L’esortazione «Voglio che tu segua il fiume fino all’oceano» segna la svolta nella vita dei due protagonisti e l’emancipazione definitiva del piccolo pesce da combattimento che prende finalmente il posto del fratello in sella alla moto e parte verso un nuovo destino, stavolta reale e di prospettiva, frutto del crepuscolo del mito, dalla morte di ogni leggenda.

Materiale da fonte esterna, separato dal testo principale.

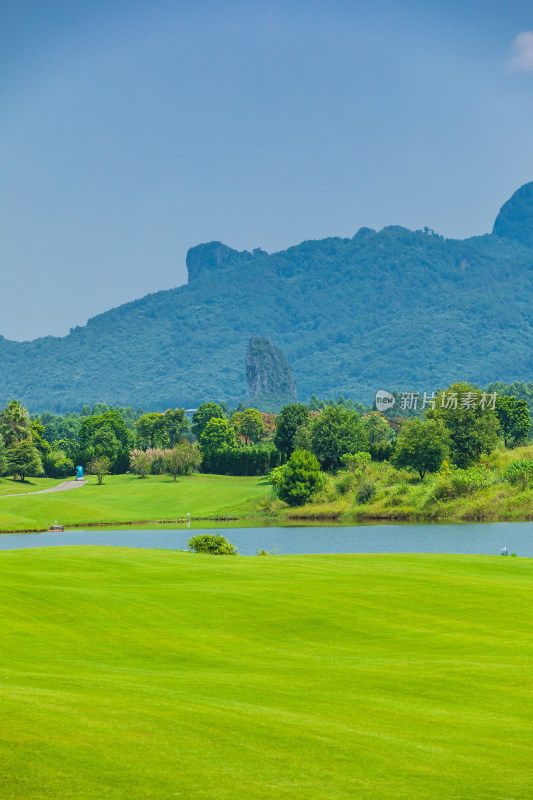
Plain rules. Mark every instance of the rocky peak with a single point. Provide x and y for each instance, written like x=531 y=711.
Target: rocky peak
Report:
x=208 y=256
x=515 y=220
x=268 y=372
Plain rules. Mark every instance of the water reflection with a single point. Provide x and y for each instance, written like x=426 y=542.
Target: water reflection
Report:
x=478 y=538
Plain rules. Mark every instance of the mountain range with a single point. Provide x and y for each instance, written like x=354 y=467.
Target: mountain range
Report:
x=399 y=309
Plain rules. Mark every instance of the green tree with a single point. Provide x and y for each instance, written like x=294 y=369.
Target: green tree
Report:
x=14 y=423
x=473 y=430
x=105 y=434
x=299 y=479
x=203 y=414
x=38 y=435
x=520 y=473
x=213 y=544
x=217 y=435
x=176 y=424
x=151 y=430
x=334 y=433
x=422 y=445
x=377 y=427
x=190 y=455
x=23 y=459
x=513 y=416
x=3 y=460
x=57 y=464
x=289 y=420
x=249 y=424
x=183 y=459
x=99 y=466
x=140 y=462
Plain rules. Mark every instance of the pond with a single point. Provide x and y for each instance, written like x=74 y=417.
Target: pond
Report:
x=476 y=538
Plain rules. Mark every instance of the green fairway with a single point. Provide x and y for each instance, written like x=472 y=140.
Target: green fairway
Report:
x=153 y=674
x=125 y=498
x=9 y=486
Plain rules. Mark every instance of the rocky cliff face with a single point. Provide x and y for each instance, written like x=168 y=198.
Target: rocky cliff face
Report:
x=269 y=374
x=208 y=256
x=515 y=220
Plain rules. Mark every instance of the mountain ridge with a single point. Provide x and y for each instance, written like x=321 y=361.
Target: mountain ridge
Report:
x=394 y=308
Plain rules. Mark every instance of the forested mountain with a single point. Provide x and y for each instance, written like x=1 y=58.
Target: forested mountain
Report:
x=394 y=309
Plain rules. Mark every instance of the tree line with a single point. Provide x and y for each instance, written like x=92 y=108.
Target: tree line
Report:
x=245 y=441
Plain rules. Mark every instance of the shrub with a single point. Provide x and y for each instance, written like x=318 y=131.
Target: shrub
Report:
x=345 y=481
x=215 y=545
x=57 y=465
x=366 y=492
x=140 y=462
x=381 y=451
x=250 y=460
x=353 y=461
x=520 y=473
x=300 y=478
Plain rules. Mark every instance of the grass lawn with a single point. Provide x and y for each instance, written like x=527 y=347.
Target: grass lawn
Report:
x=153 y=674
x=9 y=486
x=125 y=498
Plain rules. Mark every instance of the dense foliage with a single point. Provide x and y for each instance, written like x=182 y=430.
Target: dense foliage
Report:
x=213 y=544
x=299 y=479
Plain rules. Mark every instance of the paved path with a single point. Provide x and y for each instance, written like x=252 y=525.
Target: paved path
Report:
x=61 y=488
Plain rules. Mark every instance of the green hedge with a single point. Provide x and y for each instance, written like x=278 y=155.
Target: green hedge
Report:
x=251 y=460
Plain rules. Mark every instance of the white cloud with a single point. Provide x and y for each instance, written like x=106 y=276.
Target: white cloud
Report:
x=522 y=52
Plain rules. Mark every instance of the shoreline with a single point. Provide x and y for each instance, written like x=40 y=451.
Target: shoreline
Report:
x=338 y=517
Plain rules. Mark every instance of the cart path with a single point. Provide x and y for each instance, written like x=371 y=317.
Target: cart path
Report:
x=62 y=487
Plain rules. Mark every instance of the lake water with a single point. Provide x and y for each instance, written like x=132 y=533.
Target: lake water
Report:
x=477 y=538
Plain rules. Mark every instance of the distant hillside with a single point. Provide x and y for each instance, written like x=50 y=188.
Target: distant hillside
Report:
x=396 y=309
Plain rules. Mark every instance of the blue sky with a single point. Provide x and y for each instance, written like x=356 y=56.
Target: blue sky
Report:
x=132 y=130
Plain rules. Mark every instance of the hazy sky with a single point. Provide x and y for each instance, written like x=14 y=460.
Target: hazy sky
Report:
x=133 y=129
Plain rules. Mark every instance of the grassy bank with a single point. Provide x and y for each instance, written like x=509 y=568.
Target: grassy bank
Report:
x=125 y=498
x=151 y=674
x=381 y=492
x=9 y=486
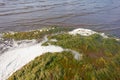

Nell’ultima inquadratura, i gabbiani volano liberi intorno a Rusty James, che osserva l’oceano, sconfinato come il cielo, mentre tutta sembra comunicare libertà.

IL DVD

REGIA: Francis Ford Coppola INTERPRETI: Matt Dillon, Mickey Rourke, Vincent Spano, Diane Lane, Diana Scarwid, Nicolas Cage, Dennis Hopper, Tom Waits, Lawrence “Larry” Fishbourne, Chris “Christopher” Penn  TITOLO ORIGINALE: Rumble fish GENERE: drammatico DURATA: 90′ ORIGINE: USA, 1983 LINGUE: Italiano 5.1, Italiano 2.0, Inglese 5.1 SOTTOTITOLI: Italiano EXTRA: Making of – Clip musicale “Don’t box me in” – “The percussion bassed score” – Scene tagliate DISTRIBUZIONE: CG Entertainment

Pubblicato da CG Entertainment, Rusty il selvaggio è disponibile in dvd e blu ray, corredato da una nutrita sezione extra composta dalla sequenza di scene tagliate, dall’interessante Making of corredato di storyboard, in cui spicca il dietro le quinte del viaggio astrale di Rusty James mentre è esanime dopo una rissa, e da un ancora più suggestivo The percussion bassed score, che approfondisce la realizzazione della colonna sonora a cura di Stewart Copeland [Wall Street, Talk Radio], ex-batterista dei Police, scioltisi proprio l’anno precedente al film.

Molto istruttivo ascoltare come, in tempi lontanissimi dalle odierne tecniche digitali, si dovevano creare artigianalmente i temi musicali che, per questo film surreale, basato sul circolo vizioso e sulle prigioni mentali, non potevano che essere replicati in un loop.